Byrne acknowledges that some of the errors flagged in the analysis could be unintentional. Other researchers note that it is also possible some errors will have little effect on the overall conclusions of a paper. Some told Nature that one or two nucleotide changes to a sequence needn’t render a reagent completely dysfunctional — under certain conditions, it might still work with a commonly used laboratory technique such as the polymerase chain reaction (PCR).
Bernd Pulverer, head of scientific publications at the European Molecular Biology Organization in Heidelberg, Germany, says that, regardless of the errors’ origins, their presence in the published literature is a problem. “Mistakes are damaging, because people cannot rely on these papers to base future research on,” he says.

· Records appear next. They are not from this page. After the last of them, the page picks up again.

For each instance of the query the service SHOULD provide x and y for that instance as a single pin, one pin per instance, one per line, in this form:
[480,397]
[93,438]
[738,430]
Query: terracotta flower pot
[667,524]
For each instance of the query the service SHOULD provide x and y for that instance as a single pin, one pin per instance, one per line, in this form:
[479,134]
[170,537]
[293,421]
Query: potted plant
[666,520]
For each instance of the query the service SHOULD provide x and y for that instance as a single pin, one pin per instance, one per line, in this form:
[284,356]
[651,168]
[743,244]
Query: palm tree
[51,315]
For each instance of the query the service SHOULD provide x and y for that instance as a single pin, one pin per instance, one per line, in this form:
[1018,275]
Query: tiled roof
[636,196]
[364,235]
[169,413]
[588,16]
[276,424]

Byrne and her team say that the nature of many of the errors makes them seem suspicious. They found that some of the reagents that purported to target human genes or genomic sequences had no identifiable targets in the human genome, and that some targeted sequences in other species, such as rodents, plants and fungi.
Autocorrect errors in Excel still creating genomics headache
“It’s definitely very concerning that they don‘t have a perfect match to the intended target,” Vandesompele says. He adds that although researchers might be able to amplify sequences with PCR using reagents that have one or two errors, such mistakes could compromise the reagents’ selectivity or specificity, and that “it’s just common sense” not to design a reagent with mismatches.
Another factor to consider, Byrne says, is that around one-third of the Molecular Cancer papers and around one-quarter of the Oncogene papers identified as having errors have also been flagged on the post-publication peer-review platform PubPeer, mostly for separate, image-integrity issues.
“The editors-in-chief of both journals, and Springer Nature, agree with Professor Byrne that ensuring the integrity of the publication record is of the utmost importance, and we take concerns raised regarding the papers published in our journals very seriously,” says Chris Graf, research-integrity director at Springer Nature. “We requested details of these concerns, so that we could investigate them and act where appropriate, over a year ago, but they have only just been made available. Now that we do have them, we are able to start a full investigation.” He adds that, “If concerns prove to be well founded, we will take action.”
Graf says that two Molecular Cancer papers flagged in the 2021 analysis have been investigated, and although one was corrected after typographical errors in two reagent sequences were verified, the ‘errors’ flagged in the second paper turned out to match the intended gene and species. Byrne asserts that they remain incorrect.